The progression-free survival rates at one year were 39, 28, and 61 percent, respectively. An important practical point is that 59 percent of patients treated with ceritinib required at least one dose reduction. In a small group of patients (n=14) with measurable brain metastases, the overall response rate was 50 percent. A number of new-generation ALK inhibitors are being studied now in the clinic.
Advanced NSCLC–Biomarker Unselected
Results of two large Phase III studies in molecularly unselected patients with advanced NSCLC may be of interest to practicing clinicians. The SQUIRE study (Abstract 8008) randomized patients with previously untreated squamous type NSCLC to cisplatin and gemcitabine or the same chemotherapy with necitumumab (antibody-targeting EGFR).
The median overall survival improved from 9.9 months with chemotherapy alone to 11.5 months with the addition of necitumumab (HR 0.84, p=0.012); the results were very similar to those of the FLEX study of cisplatin and vinorelbine with or without cetuximab (11.3 vs. 10.1 months, respectively, HR 0.87, p=0.04).
The REVEL study (Abstract LBA8006) randomized patients with advanced NSCLC in the second-line setting to docetaxel with either placebo or ramucirumab. There was an improvement in overall survival with the addition of ramucirumab to docetaxel compared with use of docetaxel alone (10.5 vs. 9.1 months, HR 0.857, p=0.0235). This is perhaps the first time a combination therapy with docetaxel has been shown to be beneficial (albeit, modestly). Unfortunately, there are no clear biomarkers to select patients for either one of these two novel agents.
Surgically Resected NSCLC
The addition of erlotinib postoperatively in the RADIANT study following standard-of-care therapy (surgery with or without adjuvant therapy) did not improve disease-free survival (primary endpoint) or overall survival in patients with stage IB-IIIA NSCLC whose tumors were “positive” for EGFR by immunohistochemistry (Abstract 7501). The median disease-free survival was 48.2 months with placebo and 50.5 months with erlotinib (HR 0.90, p=0.3235).

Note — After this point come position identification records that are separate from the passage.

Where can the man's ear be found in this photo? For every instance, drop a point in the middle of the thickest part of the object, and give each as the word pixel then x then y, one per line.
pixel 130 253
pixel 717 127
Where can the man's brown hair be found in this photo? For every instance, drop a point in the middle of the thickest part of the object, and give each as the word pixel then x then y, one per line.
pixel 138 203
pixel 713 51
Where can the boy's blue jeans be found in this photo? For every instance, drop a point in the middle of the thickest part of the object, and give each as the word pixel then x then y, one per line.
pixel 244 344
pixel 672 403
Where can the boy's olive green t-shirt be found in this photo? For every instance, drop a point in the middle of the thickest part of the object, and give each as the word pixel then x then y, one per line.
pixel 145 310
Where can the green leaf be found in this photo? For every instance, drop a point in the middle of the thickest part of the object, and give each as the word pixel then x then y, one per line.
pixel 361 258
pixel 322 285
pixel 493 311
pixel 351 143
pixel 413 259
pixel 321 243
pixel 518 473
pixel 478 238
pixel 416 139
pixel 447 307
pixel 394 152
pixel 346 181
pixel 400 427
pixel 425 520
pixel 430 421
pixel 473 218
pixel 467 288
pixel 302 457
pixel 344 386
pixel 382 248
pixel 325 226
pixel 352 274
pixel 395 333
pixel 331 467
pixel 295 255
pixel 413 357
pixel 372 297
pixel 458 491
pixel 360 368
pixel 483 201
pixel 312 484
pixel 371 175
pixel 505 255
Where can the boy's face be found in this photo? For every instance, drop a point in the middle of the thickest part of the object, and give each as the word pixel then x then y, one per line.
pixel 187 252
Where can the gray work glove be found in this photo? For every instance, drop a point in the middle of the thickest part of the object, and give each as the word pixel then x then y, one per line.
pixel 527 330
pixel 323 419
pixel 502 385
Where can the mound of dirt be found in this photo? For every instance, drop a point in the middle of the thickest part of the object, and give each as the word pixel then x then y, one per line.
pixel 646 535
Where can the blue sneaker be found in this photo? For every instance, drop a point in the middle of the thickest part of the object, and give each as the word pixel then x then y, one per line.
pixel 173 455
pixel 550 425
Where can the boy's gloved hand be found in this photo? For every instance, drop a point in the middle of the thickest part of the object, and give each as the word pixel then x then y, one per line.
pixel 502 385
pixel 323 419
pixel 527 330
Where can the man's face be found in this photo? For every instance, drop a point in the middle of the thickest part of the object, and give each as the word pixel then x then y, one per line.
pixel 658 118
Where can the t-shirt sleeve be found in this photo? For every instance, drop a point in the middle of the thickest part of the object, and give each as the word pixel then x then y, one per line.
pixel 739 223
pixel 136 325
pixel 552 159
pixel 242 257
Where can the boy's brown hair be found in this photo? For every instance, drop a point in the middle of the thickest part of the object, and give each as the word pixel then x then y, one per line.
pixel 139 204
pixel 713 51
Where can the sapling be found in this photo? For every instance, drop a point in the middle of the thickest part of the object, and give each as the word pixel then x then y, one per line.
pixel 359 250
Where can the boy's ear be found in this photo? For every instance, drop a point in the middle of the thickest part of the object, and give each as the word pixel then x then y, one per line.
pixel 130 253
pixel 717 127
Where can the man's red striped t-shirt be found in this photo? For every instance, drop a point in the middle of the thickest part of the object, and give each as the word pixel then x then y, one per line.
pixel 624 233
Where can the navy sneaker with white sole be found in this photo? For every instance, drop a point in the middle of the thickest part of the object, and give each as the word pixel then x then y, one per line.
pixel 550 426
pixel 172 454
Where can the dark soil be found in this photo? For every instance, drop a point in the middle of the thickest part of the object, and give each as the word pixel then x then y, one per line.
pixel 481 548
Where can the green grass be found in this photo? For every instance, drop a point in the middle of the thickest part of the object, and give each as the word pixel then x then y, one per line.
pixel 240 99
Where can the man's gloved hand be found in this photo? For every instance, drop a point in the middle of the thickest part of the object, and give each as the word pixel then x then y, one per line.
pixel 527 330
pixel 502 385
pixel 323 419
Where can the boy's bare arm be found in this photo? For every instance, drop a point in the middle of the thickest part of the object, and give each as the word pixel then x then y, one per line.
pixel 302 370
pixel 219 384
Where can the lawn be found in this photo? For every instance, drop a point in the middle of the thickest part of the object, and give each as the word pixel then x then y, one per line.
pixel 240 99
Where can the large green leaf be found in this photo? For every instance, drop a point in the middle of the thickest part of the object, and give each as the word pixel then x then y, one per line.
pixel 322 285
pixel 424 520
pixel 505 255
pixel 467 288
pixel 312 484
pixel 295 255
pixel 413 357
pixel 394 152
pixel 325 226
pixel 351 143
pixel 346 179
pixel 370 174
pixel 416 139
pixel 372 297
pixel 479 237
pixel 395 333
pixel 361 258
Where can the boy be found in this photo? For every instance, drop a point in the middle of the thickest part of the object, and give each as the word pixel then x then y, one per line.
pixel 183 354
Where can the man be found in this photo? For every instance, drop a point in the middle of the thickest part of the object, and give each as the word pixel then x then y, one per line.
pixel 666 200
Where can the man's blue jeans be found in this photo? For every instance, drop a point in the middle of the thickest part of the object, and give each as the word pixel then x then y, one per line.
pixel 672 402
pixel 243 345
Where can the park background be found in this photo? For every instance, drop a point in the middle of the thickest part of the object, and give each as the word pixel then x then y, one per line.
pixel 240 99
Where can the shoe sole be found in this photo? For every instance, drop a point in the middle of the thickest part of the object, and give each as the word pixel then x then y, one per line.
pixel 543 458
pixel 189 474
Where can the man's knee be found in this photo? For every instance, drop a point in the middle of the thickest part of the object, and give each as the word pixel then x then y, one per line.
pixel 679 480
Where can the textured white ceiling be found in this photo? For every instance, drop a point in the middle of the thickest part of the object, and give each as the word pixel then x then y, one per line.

Of 973 patients, only a small number of patients (n=161) had EGFR mutation. Although the median progression-free survival was superior with erlotinib (46.4 months) compared with placebo (28.5 months), these results were not statistically significant by the design of the study. Unfortunately, this study was not powered or designed to test the hypothesis that patients with EGFR-mutant stage IB-IIII NSCLC would benefit from erlotinib following surgical resection and standard postoperative therapy. A large national study (ALCHEMIST trial) being planned to address the role of molecularly targeted therapy in surgically resected EGFR-mutant NSCLC (with erlotinib or placebo) and ALK-positive NSCLC (crizotinib or placebo) will likely open for enrollment in late summer or early fall of this year.

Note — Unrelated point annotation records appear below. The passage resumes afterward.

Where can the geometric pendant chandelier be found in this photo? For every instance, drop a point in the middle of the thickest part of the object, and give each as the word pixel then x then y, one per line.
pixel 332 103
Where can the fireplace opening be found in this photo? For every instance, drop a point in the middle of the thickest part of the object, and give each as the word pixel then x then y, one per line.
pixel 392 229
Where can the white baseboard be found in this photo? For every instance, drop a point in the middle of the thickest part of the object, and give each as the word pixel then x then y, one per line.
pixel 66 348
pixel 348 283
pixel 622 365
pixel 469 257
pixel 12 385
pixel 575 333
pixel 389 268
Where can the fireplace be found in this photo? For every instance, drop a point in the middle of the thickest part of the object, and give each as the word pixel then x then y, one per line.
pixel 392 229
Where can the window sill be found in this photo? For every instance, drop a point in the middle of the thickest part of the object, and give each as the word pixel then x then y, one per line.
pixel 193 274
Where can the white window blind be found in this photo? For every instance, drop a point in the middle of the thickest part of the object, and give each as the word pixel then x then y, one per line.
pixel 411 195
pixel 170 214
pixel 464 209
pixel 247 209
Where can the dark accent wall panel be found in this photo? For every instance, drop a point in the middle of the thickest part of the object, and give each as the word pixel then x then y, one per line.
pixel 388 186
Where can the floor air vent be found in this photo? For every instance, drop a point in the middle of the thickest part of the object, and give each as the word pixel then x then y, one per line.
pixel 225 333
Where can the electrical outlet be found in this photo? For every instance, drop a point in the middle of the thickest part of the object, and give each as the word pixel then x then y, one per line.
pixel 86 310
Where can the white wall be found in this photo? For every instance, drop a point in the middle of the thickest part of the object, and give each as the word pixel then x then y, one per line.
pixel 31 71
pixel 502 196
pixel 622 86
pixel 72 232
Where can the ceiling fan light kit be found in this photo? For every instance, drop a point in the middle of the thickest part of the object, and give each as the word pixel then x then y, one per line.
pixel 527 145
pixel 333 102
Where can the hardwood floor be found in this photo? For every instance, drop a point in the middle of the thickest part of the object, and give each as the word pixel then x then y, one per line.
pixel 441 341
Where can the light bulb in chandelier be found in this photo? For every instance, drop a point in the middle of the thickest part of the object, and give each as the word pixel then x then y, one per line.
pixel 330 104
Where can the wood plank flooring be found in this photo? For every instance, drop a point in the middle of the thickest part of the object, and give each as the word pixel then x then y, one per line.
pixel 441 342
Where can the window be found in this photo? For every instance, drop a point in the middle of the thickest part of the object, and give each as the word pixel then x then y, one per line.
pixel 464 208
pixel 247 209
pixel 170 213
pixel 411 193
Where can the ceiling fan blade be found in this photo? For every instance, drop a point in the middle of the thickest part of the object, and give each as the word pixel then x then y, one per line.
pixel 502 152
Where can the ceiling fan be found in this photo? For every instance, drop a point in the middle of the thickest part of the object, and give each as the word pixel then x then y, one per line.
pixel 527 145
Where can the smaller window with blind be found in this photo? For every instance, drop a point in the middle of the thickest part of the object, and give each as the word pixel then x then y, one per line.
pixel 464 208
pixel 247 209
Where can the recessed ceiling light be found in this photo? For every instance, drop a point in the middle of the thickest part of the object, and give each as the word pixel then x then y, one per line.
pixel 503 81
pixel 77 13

I am pleased to note the emergence of a number of salvage therapy options for patients with EGFR-mutant and ALK-positive NSCLC. It is highly unlikely that we will make substantial gains with empiric combination therapies without a clearly identified set of biomarkers. I would urge my colleagues to genotype patients with NSCLC on a regular basis at the time of initial diagnosis and when possible at the time of relapse in clearly defined molecular subsets (EGFR mutant, ALK positive) following targeted therapies so that patients can be enrolled in appropriate clinical trials. I do not see a role for targeted therapies in patients with completely resected NSCLC in routine clinical practice.